Out of Rs3.4 billion, Balochistan received Rs1.6 billion, K-P secured Rs1.2 billion, Punjab Rs556.5 million and Sindh Rs2.4 million.

However, critics argue that rewards linked with savings would discourage the provinces from spending on uplift schemes. They added that it also goes against the principle of provincial surplus –a sum that province saves and helps to reduce overall national deficit. Paying interest rate on savings will convert it into borrowings, they added.

The economists encourage the practice of prudent fiscal spending by the provinces but argue that it should not be at the expense of compromising social services, which are now provincial subjects after the 18th amendment in the Constitution.

On the back of Rs257 billion total savings in nine months, the overall national budget deficit was curtailed to 3.1% of GDP. By excluding the provincial savings, the federal budget deficit was 4.1% of GDP, slightly lower than last year’s level.

For the next fiscal year, the government has given Rs225 billion or 0.8% of GDP saving target to the four federating units in a bid to restrict overall national budget deficit to 4.8% of GDP.

The finance minister told the provinces that based on Rs2.810 trillion proposed tax target for next fiscal year, the provinces will get an additional Rs200 billion as their share in the federal divisible pool.

For the current fiscal year the provinces share had been determined at Rs1.503 trillion, which will be cut by minimum Rs100 billion after FBR has failed to achieve this year’s tax target.

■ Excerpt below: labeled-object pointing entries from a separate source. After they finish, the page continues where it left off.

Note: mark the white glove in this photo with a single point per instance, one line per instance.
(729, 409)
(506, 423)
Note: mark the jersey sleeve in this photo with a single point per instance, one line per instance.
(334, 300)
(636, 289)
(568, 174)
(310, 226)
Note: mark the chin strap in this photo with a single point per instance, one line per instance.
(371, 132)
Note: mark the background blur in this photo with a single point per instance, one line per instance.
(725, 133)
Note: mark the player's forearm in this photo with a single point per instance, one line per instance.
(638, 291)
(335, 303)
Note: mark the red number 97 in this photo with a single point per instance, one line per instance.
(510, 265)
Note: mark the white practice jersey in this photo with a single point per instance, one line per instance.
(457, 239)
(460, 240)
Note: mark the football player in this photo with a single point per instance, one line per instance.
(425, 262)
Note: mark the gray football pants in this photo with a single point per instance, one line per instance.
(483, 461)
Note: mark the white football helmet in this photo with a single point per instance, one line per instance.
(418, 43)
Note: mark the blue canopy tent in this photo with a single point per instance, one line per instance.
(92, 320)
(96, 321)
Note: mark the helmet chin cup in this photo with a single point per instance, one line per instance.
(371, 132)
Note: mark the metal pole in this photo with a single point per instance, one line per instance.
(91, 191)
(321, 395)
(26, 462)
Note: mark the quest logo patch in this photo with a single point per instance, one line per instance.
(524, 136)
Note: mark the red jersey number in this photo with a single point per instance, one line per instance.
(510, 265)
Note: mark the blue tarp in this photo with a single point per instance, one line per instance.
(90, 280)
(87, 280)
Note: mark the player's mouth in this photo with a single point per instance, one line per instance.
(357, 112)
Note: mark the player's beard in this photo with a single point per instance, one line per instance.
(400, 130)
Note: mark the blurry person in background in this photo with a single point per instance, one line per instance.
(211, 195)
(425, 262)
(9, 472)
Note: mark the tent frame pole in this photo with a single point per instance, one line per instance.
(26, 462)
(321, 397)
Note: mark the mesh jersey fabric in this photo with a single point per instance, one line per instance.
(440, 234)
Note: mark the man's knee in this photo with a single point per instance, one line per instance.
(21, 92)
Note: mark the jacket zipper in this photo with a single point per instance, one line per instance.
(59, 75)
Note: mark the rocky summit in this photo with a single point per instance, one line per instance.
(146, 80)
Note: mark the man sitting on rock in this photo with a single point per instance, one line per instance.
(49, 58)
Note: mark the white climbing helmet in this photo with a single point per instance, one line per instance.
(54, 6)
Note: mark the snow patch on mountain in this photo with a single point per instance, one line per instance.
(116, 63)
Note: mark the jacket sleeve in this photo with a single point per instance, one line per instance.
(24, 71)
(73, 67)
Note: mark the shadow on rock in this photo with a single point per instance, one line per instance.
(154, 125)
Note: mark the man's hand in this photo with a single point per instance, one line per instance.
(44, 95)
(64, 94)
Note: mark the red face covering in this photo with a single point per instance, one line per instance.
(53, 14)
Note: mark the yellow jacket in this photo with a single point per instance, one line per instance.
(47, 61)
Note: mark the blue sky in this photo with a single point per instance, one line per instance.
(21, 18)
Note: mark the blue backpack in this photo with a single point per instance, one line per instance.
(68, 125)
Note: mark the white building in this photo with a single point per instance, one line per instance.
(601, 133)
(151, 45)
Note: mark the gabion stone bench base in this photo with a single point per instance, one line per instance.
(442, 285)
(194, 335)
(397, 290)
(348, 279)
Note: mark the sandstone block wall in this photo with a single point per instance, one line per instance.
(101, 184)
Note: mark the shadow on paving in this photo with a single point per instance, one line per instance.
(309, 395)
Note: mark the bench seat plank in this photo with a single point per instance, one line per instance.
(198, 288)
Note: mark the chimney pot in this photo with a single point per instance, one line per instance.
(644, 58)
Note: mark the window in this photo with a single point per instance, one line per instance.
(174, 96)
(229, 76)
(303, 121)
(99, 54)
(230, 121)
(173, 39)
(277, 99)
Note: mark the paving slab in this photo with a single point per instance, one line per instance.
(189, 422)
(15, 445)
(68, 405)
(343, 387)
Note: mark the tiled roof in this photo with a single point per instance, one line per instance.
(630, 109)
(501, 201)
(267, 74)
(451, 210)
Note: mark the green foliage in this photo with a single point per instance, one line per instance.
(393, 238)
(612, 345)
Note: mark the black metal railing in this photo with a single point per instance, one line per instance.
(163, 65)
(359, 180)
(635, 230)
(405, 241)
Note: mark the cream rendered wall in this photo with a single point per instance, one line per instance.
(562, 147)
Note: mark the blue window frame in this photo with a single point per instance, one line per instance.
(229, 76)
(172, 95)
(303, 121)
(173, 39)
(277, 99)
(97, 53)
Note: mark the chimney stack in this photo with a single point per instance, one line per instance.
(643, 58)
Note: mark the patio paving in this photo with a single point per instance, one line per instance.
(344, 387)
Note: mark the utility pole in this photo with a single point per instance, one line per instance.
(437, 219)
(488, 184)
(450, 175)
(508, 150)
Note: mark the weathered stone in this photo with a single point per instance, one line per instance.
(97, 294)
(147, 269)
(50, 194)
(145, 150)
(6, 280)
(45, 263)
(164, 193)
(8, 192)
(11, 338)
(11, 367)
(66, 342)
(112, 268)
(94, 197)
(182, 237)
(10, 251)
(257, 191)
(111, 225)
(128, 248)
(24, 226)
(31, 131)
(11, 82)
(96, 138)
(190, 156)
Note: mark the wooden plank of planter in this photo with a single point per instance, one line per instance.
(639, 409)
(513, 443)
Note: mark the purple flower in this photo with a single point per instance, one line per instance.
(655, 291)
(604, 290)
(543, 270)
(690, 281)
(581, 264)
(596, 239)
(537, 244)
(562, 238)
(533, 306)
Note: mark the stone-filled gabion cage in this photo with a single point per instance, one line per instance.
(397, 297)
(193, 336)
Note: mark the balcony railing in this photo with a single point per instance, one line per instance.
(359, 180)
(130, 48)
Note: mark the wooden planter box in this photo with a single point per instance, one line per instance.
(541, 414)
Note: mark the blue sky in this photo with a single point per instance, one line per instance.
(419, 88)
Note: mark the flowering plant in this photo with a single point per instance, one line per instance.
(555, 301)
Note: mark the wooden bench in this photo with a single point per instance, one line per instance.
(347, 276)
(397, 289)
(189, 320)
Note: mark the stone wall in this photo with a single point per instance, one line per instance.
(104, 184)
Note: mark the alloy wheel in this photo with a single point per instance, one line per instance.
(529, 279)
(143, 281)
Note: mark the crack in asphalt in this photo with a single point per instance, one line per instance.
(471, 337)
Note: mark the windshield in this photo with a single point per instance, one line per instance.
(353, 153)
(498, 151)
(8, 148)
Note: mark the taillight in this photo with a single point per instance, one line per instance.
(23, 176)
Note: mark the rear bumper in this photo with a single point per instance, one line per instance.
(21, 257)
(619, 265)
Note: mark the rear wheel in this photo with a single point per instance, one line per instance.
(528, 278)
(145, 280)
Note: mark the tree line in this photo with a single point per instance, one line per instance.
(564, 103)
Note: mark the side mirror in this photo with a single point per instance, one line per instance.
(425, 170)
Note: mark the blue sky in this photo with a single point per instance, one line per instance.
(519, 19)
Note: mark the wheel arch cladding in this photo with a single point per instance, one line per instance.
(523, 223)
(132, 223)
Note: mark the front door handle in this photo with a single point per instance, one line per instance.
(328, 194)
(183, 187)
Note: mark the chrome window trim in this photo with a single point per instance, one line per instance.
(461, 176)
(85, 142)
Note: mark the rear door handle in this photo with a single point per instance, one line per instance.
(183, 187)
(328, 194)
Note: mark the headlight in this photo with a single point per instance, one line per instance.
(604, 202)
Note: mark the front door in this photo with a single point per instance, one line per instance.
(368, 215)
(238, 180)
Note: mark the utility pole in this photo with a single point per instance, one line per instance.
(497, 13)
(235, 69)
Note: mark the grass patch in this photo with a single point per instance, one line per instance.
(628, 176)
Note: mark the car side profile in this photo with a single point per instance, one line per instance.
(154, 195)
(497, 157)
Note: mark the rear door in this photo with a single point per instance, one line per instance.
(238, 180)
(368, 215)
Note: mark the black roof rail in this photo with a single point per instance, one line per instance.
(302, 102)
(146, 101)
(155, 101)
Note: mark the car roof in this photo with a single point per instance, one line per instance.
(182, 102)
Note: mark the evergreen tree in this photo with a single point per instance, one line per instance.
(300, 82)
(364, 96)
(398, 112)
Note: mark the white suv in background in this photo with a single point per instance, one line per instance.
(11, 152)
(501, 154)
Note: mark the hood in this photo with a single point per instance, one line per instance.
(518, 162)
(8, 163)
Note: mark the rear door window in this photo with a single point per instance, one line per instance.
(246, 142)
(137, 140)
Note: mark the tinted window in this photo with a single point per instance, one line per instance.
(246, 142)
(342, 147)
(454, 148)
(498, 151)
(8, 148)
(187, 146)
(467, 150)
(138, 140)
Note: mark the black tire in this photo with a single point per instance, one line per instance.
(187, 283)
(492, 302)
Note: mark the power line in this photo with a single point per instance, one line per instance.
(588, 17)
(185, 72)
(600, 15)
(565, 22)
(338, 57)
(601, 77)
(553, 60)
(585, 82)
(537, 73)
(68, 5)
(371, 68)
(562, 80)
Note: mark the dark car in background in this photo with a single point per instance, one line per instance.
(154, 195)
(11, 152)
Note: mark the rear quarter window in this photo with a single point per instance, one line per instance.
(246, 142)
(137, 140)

The commission reviewed implementation on NFC Award for the period July-December 2013 of the current financial year. It was informed that the gross divisible pool taxes amounted to Rs1.10 trillion. After deducting 1% collection charges and 1% war on terror charges being given to KPK, the balance net divisible pool amounted to Rs990.6 billion. Out of which 569.58 billion was the provincial share.

Dar also urged the provinces for early implementation of the decision taken at CCI meeting regarding Federal Adjuster issue.

The minister informed the provincial representatives that in the next NFC meeting, all issues of provinces will be discussed and procedural improvements will be made in consultation with all stakeholders.

Published in The Express Tribune, May 21st, 2014.